I carry her to the couch. Her body melts into the cushions, one leg draped over mine, her head resting against my chest. The fire crackles beside us, casting low light across her skin. Her mark pulses steady now—bright and sure, like it never left.
She looks up at me. “I think I’m supposed to take my place at the Loom.”
I nod slowly, brushing a hand down her hair. “It always belonged to you. Even before you knew.”
Her fingers find the center of my palm, tracing slow circles like she’s still grounding herself. “And you?”
“I go back to work,” I say, voice low. “The Council can’t hide me forever. I have debts to settle. Power to reclaim.”
“You’ll be different now,” she murmurs, watching me carefully.
“I already am.” I meet her eyes. “But I’ll be stronger for it. And so will you.”
She leans forward, mouth brushing my jaw. “We’ll do it together?”
“Always you,” I promise, my voice breaking just a little. “Always us. No more giving pieces of ourselves away.”
We dress in silence—not heavy or awkward, but reverent. Like something sacred has been rewritten between us. Her movements are smooth now, deliberate. Gone is the fragility that once lived in her frame. Her eyes, when they meet mine, are bright with clarity and strength. Not the kind she had before—but something new. Something earned.
When I reach for her hand, she takes it without hesitation. No words pass between us as we leave. None are needed.
The Council doesn’t summon us. They don’t need to. The moment our bond reformed, the Loom stirred awake, sending a pulse through the old veins of Hell that only the ancient would understand. And they felt it. They knew.

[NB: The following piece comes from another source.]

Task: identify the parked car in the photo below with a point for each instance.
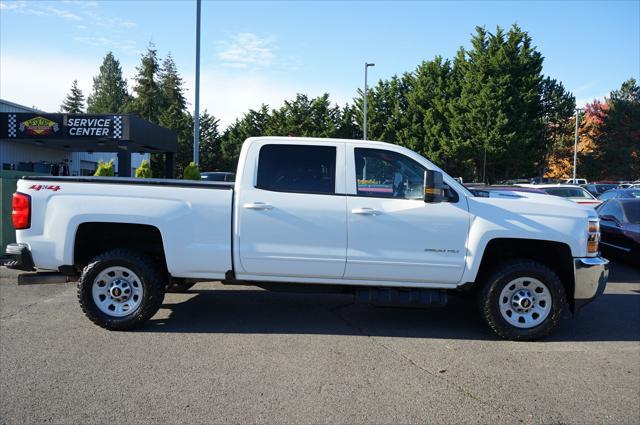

We walk together through the deepest corridors of the underworld—past the Vaults, beyond the Throne Hall, through the roots of Hell where even shadows are afraid to linger. At the very end, the doors wait.
Obsidian. Towering. Carved with old runes too deep for translation. They do not open for me.
But for her they part like breath, slow and thunderous.
The room beyond is nothing but darkness to my eyes. I see walls carved in black stone. An altar of sorts. And in the center, what I know must be the Loom. I can't see it—not truly. Not without her eyes, without her power. Without what she was always meant to become.
But I feel it. Ophelia steps inside alone.
She doesn’t hesitate. Doesn’t flinch. She walks with the kind of certainty you don’t learn—you remember. Like her feet already knew the way. I stay at the threshold, because this isn’t my place. This part belongs to her.
She moves toward what I cannot see, guided by a pull older than memory. When she kneels, it is not submission—it is arrival. And I let her go, into the dark, into the silence, into what was always hers.